Meta-package for data analysis in Julia, modeled after the R tidyverse.
MIT License
515 stars 14 forks source link

cumsum function in mutate does not return values as expected on grouped dataframe #105

Closed yahrMason closed 1 year ago

yahrMason commented 1 year ago

I am looking to implement a cumulative sum over a column, by group.

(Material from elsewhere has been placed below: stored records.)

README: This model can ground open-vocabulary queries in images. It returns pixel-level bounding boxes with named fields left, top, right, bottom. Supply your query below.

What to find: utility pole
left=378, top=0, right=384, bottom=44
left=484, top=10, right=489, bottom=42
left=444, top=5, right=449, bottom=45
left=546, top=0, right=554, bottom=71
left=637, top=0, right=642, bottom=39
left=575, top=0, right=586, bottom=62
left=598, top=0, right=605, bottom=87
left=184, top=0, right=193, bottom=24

I am using the following Tidier.jl code, but it does not return what I expect.

using DataFrames, Tidier

df = DataFrame(
    grp = ["one", "one", "one", "two", "two", "two"],
    t = [1,2,3,1,2,3],
    x = [4,5,6,8,1,2]
)

df2 = @chain df begin
    @group_by(grp)
    @mutate(x_cumsum = cumsum(x))
    @ungroup
end

Returns a dataframe that looks like this (apologies for horrid formatting)

Row │ grp t x x_cumsum │ String Int64 Int64 Array… ───┼──────────────────────────────── 1 │ one 1 4 fill(4) 2 │ one 2 5 fill(5) 3 │ one 3 6 fill(6) 4 │ two 1 8 fill(8) 5 │ two 2 1 fill(1) 6 │ two 3 2 fill(2)

kdpsingh commented 1 year ago

I think this is an auto-vectorization issue.

Can you try adding a tilde in front of cumsum() like this?

df2 = @chain df begin
    @group_by(grp)
    @mutate(x_cumsum = ~cumsum(x))
    @ungroup
end

If that works, I can update the code to remove the need for a tilde. Let me know. Thanks for reporting!

yahrMason commented 1 year ago

I can confirm that adding the tilde in front of the cumsum now works as intended. Thanks!

kdpsingh commented 1 year ago

Great, we'll get this fixed soon so that it will work both with and without the tilde.

What's happening is that cumsum() is being auto-vectorized to cumsum.() by Tidier. We have an array of exclusions that include which functions not to vectorize.

I'll add it to that list of exclusions, and in the longer term, the plan is to make that list modifiable by end-users so they can register other functions that they don't want to see auto-vectorized by Tidier in their workflow.

kdpsingh commented 1 year ago

This is now fixed on the GitHub version of Tidier. cumsum(), cumprod(), and accumulate() no longer require a tilde. Will get this update on the registry shortly.